My mom did this for me.

For years. 

She did the quiet work I never saw. The repetitive, thankless, unglamorous work of making childhood feel steady.

And I don’t remember thanking her once.

Not because I was a bad kid. Kids don’t know. They can’t know.

To children, dinner just appears. Clean clothes just happen. The house resets itself like magic. Someone remembers the permission slip, the favorite cup, the doctor appointment, the fact that we only eat sandwiches cut diagonally this week because apparently squares are offensive now.

But standing there at that sink, I realized something even heavier.

I don’t remember my mom making sure I knew how tired she was.

I don’t remember her groaning through every task so I would understand the weight of it.

I don’t remember her making me feel like a burden.

I just remember being cared for.

And isn’t that a miracle of childhood?

To be loved so consistently that you didn’t even recognize the labor behind it. To be held up by a tired woman and never realize how tired she was.

Motherhood has this strange way of handing you your own childhood from the other side. One minute you’re annoyed about dishes, and the next you’re grieving all the thank-yous you never said.

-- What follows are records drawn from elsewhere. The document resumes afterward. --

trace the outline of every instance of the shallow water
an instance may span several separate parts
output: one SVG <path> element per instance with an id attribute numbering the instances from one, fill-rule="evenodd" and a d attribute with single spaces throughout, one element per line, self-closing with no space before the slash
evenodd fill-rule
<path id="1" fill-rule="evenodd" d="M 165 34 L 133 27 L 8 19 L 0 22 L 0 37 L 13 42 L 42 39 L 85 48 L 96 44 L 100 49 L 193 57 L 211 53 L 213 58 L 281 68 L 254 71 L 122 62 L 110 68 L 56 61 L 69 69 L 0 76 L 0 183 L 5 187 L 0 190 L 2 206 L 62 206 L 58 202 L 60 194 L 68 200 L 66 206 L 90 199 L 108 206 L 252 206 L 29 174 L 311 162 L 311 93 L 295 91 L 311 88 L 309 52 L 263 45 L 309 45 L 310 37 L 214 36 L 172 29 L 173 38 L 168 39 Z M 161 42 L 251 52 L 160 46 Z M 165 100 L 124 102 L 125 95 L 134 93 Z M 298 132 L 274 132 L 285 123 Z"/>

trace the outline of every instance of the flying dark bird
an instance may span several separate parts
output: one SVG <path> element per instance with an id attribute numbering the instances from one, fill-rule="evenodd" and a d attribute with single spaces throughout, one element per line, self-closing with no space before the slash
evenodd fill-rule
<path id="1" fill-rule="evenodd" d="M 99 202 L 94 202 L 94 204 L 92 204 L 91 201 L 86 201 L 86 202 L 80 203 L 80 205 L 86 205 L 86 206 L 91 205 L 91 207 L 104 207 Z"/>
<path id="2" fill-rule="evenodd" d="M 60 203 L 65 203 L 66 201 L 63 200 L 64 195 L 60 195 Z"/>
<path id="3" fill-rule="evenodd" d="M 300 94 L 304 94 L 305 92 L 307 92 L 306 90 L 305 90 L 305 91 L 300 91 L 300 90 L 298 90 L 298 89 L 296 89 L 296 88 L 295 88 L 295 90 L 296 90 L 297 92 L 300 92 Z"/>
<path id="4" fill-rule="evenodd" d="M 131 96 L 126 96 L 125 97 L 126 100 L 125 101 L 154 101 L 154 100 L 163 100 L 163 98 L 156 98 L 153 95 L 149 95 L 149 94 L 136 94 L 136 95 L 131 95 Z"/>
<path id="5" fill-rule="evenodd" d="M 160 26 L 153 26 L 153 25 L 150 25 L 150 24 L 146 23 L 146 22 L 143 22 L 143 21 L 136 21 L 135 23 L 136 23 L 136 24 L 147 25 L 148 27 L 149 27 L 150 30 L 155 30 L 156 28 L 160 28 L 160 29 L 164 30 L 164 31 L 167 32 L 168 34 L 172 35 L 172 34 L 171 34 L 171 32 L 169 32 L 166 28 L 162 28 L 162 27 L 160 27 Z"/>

So maybe this is one of them.

Thank you, Mom.

For the dishes I never noticed. For the meals I assumed would be there. For the tired you didn’t hand to me. For letting me remember care more than exhaustion.

And to the mom reading this with wet hands, a loud toddler, and a sink that somehow refills itself every 14 minutes:

They may not see it now. But one day, they might.

And what a gift if what they remember most is not how tired you were, but how deeply they were loved.